Entertainment Merchants Assn. v. Brown involves free speech as applied to bans on selling video games to minors. Both Clarence Thomas and Stephen Breyer dissented from the majority opinion overturning the ban. Thomas did so because children didn't have rights in the 1600s and Breyer did so because only speech he thinks is valuable is speech.
I'm firmly on the liberal side of the spectrum, but I think Scalia's majority opinion in
Brown v. EMA is one of the absolute best. The Alito/Roberts concurrence was barely on the correct side in that opinion.

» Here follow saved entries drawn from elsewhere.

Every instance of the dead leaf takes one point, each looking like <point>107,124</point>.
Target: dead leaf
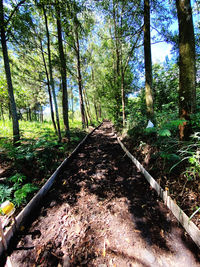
<point>137,231</point>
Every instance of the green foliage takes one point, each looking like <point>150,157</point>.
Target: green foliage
<point>21,195</point>
<point>17,178</point>
<point>5,192</point>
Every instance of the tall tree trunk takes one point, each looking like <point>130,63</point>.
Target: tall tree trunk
<point>187,66</point>
<point>2,115</point>
<point>148,63</point>
<point>51,75</point>
<point>16,135</point>
<point>123,97</point>
<point>96,110</point>
<point>87,106</point>
<point>49,88</point>
<point>117,55</point>
<point>79,77</point>
<point>63,72</point>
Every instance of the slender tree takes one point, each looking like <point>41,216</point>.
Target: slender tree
<point>51,73</point>
<point>13,109</point>
<point>63,71</point>
<point>187,66</point>
<point>79,76</point>
<point>148,63</point>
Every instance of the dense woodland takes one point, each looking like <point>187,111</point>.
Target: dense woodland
<point>90,60</point>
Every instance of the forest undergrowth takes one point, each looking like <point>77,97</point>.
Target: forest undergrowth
<point>26,167</point>
<point>173,163</point>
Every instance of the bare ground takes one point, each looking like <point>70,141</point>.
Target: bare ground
<point>101,212</point>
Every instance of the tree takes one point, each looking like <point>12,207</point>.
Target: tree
<point>63,71</point>
<point>3,24</point>
<point>147,60</point>
<point>51,72</point>
<point>187,66</point>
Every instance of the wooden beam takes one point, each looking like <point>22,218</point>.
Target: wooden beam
<point>187,224</point>
<point>22,217</point>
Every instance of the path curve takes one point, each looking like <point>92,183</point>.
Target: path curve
<point>102,212</point>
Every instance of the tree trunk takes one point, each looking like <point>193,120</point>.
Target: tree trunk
<point>63,72</point>
<point>123,98</point>
<point>49,88</point>
<point>16,135</point>
<point>51,75</point>
<point>2,115</point>
<point>148,63</point>
<point>87,106</point>
<point>187,67</point>
<point>82,109</point>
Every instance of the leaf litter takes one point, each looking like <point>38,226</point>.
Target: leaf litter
<point>101,212</point>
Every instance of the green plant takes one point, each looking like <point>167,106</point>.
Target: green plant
<point>17,178</point>
<point>20,196</point>
<point>5,192</point>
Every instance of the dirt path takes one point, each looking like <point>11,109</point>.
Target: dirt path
<point>103,213</point>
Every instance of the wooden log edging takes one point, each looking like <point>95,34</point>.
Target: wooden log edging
<point>22,216</point>
<point>180,215</point>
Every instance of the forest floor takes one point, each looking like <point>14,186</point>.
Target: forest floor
<point>185,191</point>
<point>102,212</point>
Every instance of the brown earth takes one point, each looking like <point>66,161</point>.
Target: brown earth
<point>101,212</point>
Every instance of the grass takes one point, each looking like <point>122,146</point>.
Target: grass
<point>38,155</point>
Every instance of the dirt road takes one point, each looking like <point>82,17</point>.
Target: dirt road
<point>101,212</point>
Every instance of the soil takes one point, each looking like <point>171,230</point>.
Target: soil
<point>186,192</point>
<point>102,212</point>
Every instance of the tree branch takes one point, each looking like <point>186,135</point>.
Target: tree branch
<point>13,12</point>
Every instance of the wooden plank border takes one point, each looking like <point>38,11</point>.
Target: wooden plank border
<point>22,216</point>
<point>187,224</point>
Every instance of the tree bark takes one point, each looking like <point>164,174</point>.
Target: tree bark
<point>187,67</point>
<point>16,135</point>
<point>148,63</point>
<point>51,75</point>
<point>63,72</point>
<point>49,88</point>
<point>79,77</point>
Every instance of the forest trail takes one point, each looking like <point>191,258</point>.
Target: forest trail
<point>102,212</point>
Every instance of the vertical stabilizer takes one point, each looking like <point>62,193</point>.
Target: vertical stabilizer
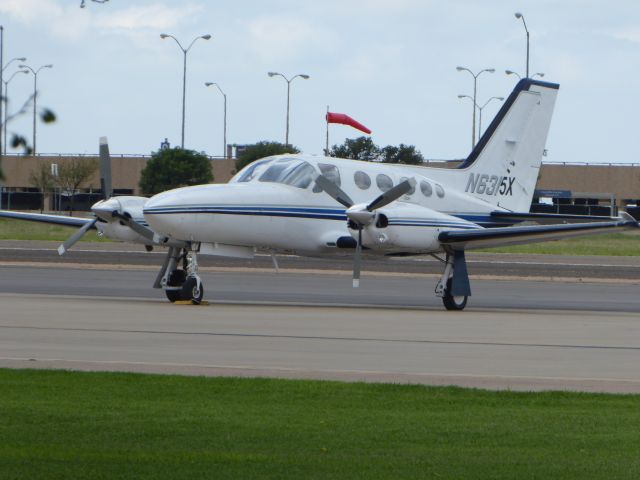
<point>503,167</point>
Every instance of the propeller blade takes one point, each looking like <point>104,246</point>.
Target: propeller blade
<point>357,259</point>
<point>69,242</point>
<point>136,227</point>
<point>393,194</point>
<point>105,169</point>
<point>334,191</point>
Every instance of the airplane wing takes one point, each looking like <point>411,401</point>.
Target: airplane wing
<point>44,218</point>
<point>497,237</point>
<point>549,218</point>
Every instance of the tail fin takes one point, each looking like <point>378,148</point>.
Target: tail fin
<point>503,167</point>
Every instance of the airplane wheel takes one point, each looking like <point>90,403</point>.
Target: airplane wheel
<point>190,291</point>
<point>176,279</point>
<point>453,303</point>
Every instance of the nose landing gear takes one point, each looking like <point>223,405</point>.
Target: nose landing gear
<point>453,287</point>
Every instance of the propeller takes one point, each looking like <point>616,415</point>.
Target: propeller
<point>362,215</point>
<point>105,185</point>
<point>105,169</point>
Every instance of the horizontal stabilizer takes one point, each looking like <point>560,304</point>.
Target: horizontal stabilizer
<point>550,218</point>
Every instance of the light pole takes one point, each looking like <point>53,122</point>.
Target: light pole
<point>475,92</point>
<point>35,97</point>
<point>519,15</point>
<point>511,72</point>
<point>480,108</point>
<point>6,108</point>
<point>301,75</point>
<point>224,95</point>
<point>184,71</point>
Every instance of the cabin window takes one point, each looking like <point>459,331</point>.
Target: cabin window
<point>425,188</point>
<point>331,172</point>
<point>384,182</point>
<point>362,180</point>
<point>251,170</point>
<point>289,171</point>
<point>413,189</point>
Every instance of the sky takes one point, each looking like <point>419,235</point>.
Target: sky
<point>390,64</point>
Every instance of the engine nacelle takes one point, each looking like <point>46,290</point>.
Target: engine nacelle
<point>110,225</point>
<point>408,228</point>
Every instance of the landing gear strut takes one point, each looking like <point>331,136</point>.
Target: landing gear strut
<point>181,283</point>
<point>453,287</point>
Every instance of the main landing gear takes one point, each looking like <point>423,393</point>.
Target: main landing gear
<point>453,287</point>
<point>181,283</point>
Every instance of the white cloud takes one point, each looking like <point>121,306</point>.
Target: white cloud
<point>65,20</point>
<point>283,38</point>
<point>149,17</point>
<point>630,34</point>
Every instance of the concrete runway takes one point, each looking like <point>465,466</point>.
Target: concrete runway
<point>522,334</point>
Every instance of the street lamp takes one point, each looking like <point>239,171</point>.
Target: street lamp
<point>519,15</point>
<point>224,95</point>
<point>184,71</point>
<point>480,108</point>
<point>4,122</point>
<point>4,97</point>
<point>301,75</point>
<point>475,103</point>
<point>511,72</point>
<point>35,96</point>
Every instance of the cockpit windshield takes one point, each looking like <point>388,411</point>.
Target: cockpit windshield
<point>288,171</point>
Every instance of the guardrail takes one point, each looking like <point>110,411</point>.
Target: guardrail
<point>94,155</point>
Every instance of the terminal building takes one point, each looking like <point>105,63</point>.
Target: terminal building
<point>568,188</point>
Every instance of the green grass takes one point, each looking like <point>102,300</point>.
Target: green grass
<point>11,229</point>
<point>617,244</point>
<point>57,424</point>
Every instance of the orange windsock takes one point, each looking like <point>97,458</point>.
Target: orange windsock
<point>346,120</point>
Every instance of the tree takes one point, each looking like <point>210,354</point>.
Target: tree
<point>172,168</point>
<point>260,150</point>
<point>407,154</point>
<point>361,148</point>
<point>73,173</point>
<point>42,179</point>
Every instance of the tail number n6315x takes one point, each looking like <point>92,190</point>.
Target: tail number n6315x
<point>483,184</point>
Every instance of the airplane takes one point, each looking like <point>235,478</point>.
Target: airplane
<point>318,205</point>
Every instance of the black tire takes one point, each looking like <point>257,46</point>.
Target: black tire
<point>453,303</point>
<point>191,292</point>
<point>173,295</point>
<point>176,278</point>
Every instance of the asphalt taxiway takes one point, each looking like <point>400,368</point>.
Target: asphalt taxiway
<point>537,333</point>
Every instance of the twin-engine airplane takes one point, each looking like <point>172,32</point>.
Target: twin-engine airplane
<point>314,205</point>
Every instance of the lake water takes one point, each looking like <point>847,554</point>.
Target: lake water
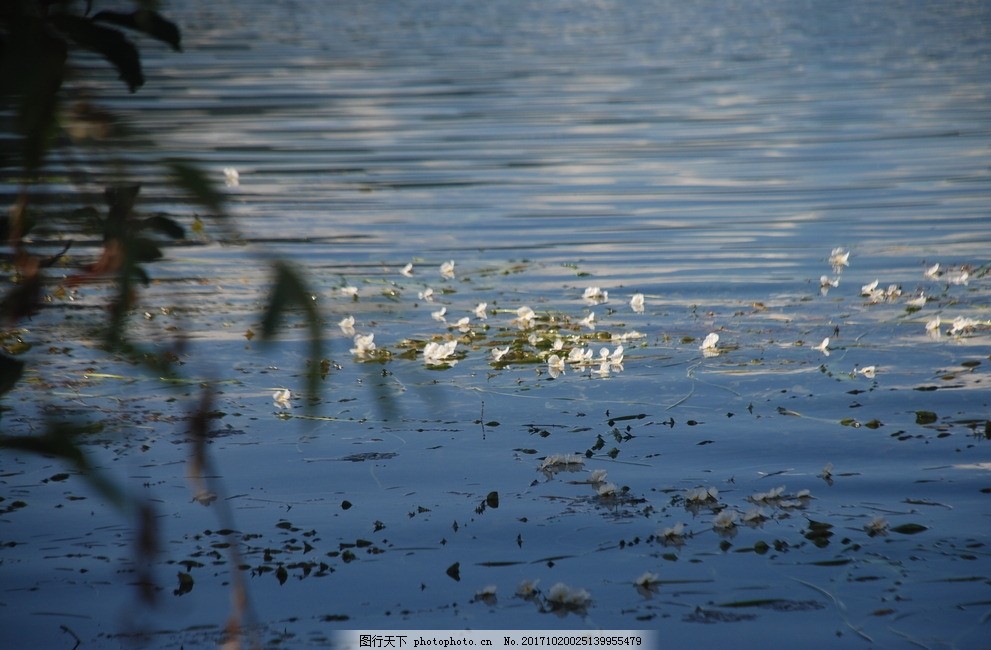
<point>710,156</point>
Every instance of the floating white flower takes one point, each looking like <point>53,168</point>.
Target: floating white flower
<point>439,354</point>
<point>647,580</point>
<point>839,258</point>
<point>281,398</point>
<point>709,344</point>
<point>561,595</point>
<point>527,589</point>
<point>962,325</point>
<point>579,355</point>
<point>525,317</point>
<point>702,495</point>
<point>724,520</point>
<point>606,490</point>
<point>363,344</point>
<point>560,461</point>
<point>595,295</point>
<point>877,526</point>
<point>960,277</point>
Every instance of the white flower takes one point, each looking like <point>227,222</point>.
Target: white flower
<point>363,344</point>
<point>524,317</point>
<point>877,526</point>
<point>281,398</point>
<point>561,461</point>
<point>595,295</point>
<point>961,277</point>
<point>674,533</point>
<point>606,490</point>
<point>962,324</point>
<point>438,354</point>
<point>725,520</point>
<point>710,343</point>
<point>562,595</point>
<point>527,589</point>
<point>578,355</point>
<point>839,257</point>
<point>647,580</point>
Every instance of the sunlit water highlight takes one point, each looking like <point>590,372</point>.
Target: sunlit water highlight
<point>707,155</point>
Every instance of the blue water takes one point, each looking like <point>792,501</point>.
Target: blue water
<point>707,155</point>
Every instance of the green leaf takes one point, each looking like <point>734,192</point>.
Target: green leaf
<point>109,43</point>
<point>909,529</point>
<point>147,21</point>
<point>190,178</point>
<point>164,225</point>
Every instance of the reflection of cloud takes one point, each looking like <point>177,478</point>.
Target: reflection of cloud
<point>976,466</point>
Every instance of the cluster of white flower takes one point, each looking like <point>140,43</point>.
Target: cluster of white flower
<point>440,354</point>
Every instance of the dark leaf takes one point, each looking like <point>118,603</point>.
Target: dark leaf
<point>110,43</point>
<point>909,529</point>
<point>145,20</point>
<point>10,372</point>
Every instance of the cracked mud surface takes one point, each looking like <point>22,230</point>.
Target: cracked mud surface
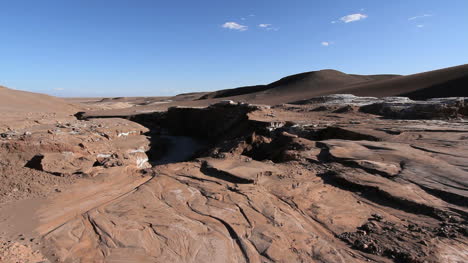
<point>284,184</point>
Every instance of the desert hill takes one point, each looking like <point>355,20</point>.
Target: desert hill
<point>323,81</point>
<point>22,101</point>
<point>446,82</point>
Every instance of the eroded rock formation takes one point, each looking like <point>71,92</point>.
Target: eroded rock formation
<point>272,184</point>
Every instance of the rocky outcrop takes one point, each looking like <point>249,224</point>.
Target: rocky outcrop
<point>280,184</point>
<point>392,107</point>
<point>441,108</point>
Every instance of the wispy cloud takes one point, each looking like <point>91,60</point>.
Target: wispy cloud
<point>418,17</point>
<point>352,18</point>
<point>268,27</point>
<point>235,26</point>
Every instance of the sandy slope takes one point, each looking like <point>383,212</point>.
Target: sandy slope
<point>446,82</point>
<point>23,101</point>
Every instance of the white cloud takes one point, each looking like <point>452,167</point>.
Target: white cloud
<point>417,17</point>
<point>268,27</point>
<point>234,26</point>
<point>353,18</point>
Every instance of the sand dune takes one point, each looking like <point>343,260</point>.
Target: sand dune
<point>22,101</point>
<point>446,82</point>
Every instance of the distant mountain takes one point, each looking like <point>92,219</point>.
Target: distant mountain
<point>22,101</point>
<point>446,82</point>
<point>308,83</point>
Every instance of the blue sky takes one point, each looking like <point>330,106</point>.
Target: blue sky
<point>144,47</point>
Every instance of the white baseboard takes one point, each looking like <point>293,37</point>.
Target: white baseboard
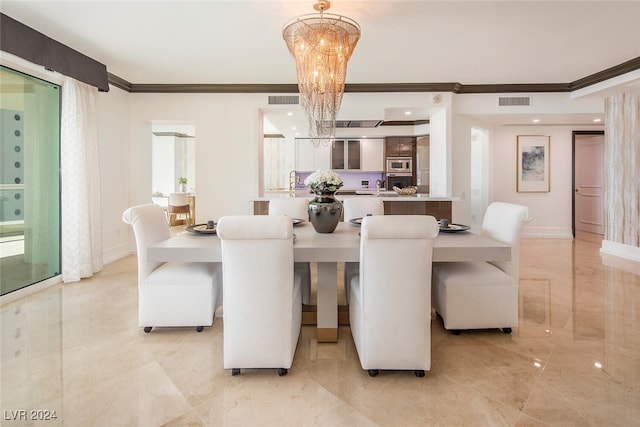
<point>113,254</point>
<point>548,232</point>
<point>620,250</point>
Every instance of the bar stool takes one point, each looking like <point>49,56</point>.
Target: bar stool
<point>179,205</point>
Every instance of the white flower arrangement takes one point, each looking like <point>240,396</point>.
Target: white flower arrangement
<point>324,180</point>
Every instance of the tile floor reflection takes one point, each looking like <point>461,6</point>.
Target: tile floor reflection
<point>574,360</point>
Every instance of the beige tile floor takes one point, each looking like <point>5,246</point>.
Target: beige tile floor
<point>574,360</point>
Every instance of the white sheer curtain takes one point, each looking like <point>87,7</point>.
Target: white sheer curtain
<point>81,219</point>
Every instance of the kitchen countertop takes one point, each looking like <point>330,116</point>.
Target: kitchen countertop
<point>387,196</point>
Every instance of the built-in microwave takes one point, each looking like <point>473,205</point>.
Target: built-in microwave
<point>399,165</point>
<point>400,180</point>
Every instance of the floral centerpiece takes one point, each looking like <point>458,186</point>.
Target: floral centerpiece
<point>324,181</point>
<point>324,210</point>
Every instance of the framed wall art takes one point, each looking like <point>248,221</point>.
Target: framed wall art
<point>533,164</point>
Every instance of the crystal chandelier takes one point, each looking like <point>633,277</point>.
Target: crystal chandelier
<point>321,45</point>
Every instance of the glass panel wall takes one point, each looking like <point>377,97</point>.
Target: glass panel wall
<point>30,180</point>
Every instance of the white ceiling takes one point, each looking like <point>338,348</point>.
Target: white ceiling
<point>403,41</point>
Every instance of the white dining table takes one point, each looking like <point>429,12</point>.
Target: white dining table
<point>327,250</point>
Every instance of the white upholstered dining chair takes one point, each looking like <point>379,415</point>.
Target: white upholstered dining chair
<point>358,207</point>
<point>482,295</point>
<point>262,308</point>
<point>390,303</point>
<point>295,207</point>
<point>170,293</point>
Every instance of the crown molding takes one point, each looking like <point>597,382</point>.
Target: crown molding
<point>453,87</point>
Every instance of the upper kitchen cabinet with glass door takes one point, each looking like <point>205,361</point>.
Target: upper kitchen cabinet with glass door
<point>345,154</point>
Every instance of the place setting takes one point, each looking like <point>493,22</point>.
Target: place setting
<point>207,228</point>
<point>446,227</point>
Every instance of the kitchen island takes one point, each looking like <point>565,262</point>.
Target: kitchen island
<point>394,204</point>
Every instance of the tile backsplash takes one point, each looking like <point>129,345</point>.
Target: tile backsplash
<point>352,180</point>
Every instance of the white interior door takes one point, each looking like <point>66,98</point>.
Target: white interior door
<point>589,207</point>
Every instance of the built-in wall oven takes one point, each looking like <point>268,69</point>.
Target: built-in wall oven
<point>399,172</point>
<point>399,165</point>
<point>400,180</point>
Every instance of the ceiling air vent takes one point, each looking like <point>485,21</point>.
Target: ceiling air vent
<point>284,100</point>
<point>514,101</point>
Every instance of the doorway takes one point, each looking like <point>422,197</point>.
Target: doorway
<point>588,182</point>
<point>29,180</point>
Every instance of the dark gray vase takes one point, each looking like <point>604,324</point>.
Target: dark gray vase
<point>325,212</point>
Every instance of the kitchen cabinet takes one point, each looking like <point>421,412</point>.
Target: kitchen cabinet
<point>372,155</point>
<point>400,146</point>
<point>345,154</point>
<point>310,158</point>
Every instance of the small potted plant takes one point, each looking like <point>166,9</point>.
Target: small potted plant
<point>182,184</point>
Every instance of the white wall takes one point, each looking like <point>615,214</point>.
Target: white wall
<point>227,126</point>
<point>115,177</point>
<point>552,211</point>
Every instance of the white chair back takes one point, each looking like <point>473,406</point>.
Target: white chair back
<point>504,222</point>
<point>390,304</point>
<point>149,224</point>
<point>361,206</point>
<point>262,301</point>
<point>293,207</point>
<point>178,199</point>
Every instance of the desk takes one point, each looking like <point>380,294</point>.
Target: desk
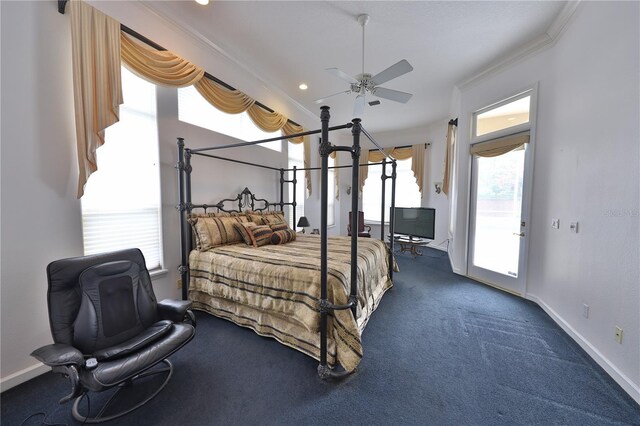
<point>413,246</point>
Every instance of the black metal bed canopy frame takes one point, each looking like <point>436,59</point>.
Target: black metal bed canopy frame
<point>247,199</point>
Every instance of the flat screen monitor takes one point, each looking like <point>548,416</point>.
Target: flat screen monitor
<point>415,222</point>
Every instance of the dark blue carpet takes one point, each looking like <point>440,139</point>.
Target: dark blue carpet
<point>440,350</point>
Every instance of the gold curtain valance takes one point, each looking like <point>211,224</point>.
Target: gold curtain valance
<point>415,152</point>
<point>267,121</point>
<point>99,47</point>
<point>97,87</point>
<point>229,101</point>
<point>158,66</point>
<point>496,147</point>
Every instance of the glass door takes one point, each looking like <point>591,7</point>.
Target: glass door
<point>498,226</point>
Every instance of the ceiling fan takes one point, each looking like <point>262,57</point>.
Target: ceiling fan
<point>364,83</point>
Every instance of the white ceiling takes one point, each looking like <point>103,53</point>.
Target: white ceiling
<point>286,43</point>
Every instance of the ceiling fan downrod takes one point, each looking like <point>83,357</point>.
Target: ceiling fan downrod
<point>363,20</point>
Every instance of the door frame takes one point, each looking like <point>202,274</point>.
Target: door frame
<point>527,188</point>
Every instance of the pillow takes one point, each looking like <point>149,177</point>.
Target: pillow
<point>273,218</point>
<point>260,234</point>
<point>241,228</point>
<point>283,236</point>
<point>255,217</point>
<point>266,218</point>
<point>279,227</point>
<point>212,232</point>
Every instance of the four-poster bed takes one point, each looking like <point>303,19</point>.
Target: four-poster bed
<point>274,289</point>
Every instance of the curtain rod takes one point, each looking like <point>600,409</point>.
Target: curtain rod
<point>426,145</point>
<point>61,8</point>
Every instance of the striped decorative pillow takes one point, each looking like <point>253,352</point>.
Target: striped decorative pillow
<point>241,228</point>
<point>212,232</point>
<point>283,237</point>
<point>273,218</point>
<point>278,226</point>
<point>260,234</point>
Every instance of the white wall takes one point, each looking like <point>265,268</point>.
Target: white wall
<point>41,217</point>
<point>586,169</point>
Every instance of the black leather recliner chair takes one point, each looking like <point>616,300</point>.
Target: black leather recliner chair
<point>108,329</point>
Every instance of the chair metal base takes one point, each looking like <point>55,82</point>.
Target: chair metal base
<point>99,418</point>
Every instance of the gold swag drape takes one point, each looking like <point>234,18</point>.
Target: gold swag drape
<point>98,48</point>
<point>163,67</point>
<point>97,87</point>
<point>160,67</point>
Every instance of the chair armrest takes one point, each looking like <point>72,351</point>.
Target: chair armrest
<point>59,354</point>
<point>173,310</point>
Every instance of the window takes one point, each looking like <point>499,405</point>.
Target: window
<point>331,194</point>
<point>407,192</point>
<point>194,109</point>
<point>504,115</point>
<point>121,202</point>
<point>296,158</point>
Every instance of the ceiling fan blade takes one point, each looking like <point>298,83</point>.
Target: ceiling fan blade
<point>395,70</point>
<point>392,95</point>
<point>358,107</point>
<point>319,101</point>
<point>342,75</point>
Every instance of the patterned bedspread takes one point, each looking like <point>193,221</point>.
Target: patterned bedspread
<point>274,290</point>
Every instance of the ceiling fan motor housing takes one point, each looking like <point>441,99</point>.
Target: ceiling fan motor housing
<point>365,84</point>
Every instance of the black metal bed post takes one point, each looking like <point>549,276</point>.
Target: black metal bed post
<point>324,154</point>
<point>355,188</point>
<point>181,207</point>
<point>282,189</point>
<point>383,177</point>
<point>392,216</point>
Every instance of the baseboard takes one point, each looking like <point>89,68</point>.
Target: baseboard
<point>22,376</point>
<point>631,388</point>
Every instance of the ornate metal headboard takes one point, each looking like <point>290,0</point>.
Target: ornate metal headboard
<point>246,199</point>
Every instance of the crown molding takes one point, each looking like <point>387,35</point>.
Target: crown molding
<point>544,41</point>
<point>192,32</point>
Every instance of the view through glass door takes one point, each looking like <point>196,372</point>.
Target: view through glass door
<point>500,190</point>
<point>498,226</point>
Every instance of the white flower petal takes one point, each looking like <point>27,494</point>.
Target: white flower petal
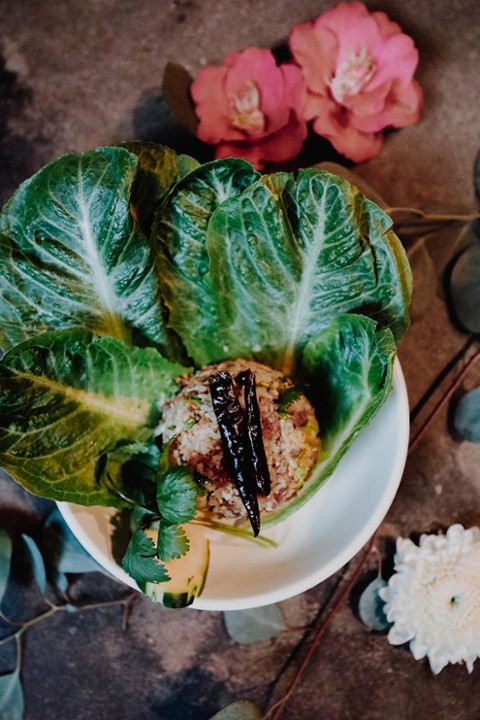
<point>433,599</point>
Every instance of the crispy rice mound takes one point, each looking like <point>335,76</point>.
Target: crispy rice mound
<point>290,438</point>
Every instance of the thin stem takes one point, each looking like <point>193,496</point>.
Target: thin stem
<point>441,377</point>
<point>18,642</point>
<point>434,217</point>
<point>126,602</point>
<point>440,404</point>
<point>277,708</point>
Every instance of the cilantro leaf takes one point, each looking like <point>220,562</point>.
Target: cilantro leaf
<point>288,397</point>
<point>141,562</point>
<point>177,495</point>
<point>172,542</point>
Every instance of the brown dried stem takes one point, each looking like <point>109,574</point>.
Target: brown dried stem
<point>275,712</point>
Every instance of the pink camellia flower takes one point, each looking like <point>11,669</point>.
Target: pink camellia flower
<point>251,108</point>
<point>358,68</point>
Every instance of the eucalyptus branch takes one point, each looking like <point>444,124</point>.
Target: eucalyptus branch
<point>440,404</point>
<point>277,708</point>
<point>126,602</point>
<point>426,217</point>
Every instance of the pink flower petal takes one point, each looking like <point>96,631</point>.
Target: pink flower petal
<point>396,57</point>
<point>368,102</point>
<point>211,106</point>
<point>259,65</point>
<point>385,25</point>
<point>279,147</point>
<point>315,52</point>
<point>352,25</point>
<point>402,108</point>
<point>353,144</point>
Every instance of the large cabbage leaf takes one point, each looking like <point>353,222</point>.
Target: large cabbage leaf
<point>159,168</point>
<point>347,370</point>
<point>66,398</point>
<point>180,233</point>
<point>274,264</point>
<point>73,253</point>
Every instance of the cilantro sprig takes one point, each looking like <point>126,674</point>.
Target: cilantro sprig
<point>176,495</point>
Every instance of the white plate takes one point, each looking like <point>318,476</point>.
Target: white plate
<point>314,542</point>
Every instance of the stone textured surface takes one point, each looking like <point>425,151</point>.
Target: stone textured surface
<point>77,75</point>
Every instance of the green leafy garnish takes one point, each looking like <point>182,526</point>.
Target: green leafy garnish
<point>69,397</point>
<point>108,252</point>
<point>177,495</point>
<point>141,562</point>
<point>287,398</point>
<point>72,254</point>
<point>172,542</point>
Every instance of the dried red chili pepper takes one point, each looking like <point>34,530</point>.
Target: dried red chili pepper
<point>261,472</point>
<point>231,423</point>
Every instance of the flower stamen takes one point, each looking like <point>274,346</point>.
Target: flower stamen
<point>245,109</point>
<point>352,74</point>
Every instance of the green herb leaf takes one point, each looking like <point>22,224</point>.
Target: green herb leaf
<point>11,696</point>
<point>371,607</point>
<point>5,561</point>
<point>288,397</point>
<point>177,495</point>
<point>159,168</point>
<point>172,542</point>
<point>467,416</point>
<point>465,288</point>
<point>348,373</point>
<point>73,254</point>
<point>67,398</point>
<point>239,710</point>
<point>180,236</point>
<point>254,625</point>
<point>140,560</point>
<point>37,562</point>
<point>272,265</point>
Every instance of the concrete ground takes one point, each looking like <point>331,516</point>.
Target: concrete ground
<point>74,76</point>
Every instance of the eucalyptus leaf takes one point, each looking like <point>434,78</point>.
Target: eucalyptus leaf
<point>239,710</point>
<point>465,288</point>
<point>5,561</point>
<point>73,254</point>
<point>467,416</point>
<point>259,273</point>
<point>11,697</point>
<point>69,397</point>
<point>254,625</point>
<point>371,607</point>
<point>37,562</point>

Kyllo v. United States strikes me as a rather unusual divide during the Rehnquist Court. The majority (Scalia; with Souter, Thomas, Ginsburg, and Breyer) ruled that thermal imaging constitutes a Fourth Amendment search over the dissent (Stevens; with Rehnquist, O'Connor, and Kennedy).
I can't think of a lot off hand, but there are a number of cases I can recall where Scalia and/or Thomas jumped to the so-called liberal side while Breyer and/or Kennedy would be on the so-called conservative side (the former would generally win). Basically, where Justice Scalia would rule for criminal defendants with the majority of the liberals (and maybe Justice Thomas), Justice Breyer could often vote the other way. Unfortunately, if Trump gets his way, we're likely to get someone that's reflexively pro-police and pro-executive. Scalia may have been very conservative, but he wasn't a slave to right-wing authoritarian ideology.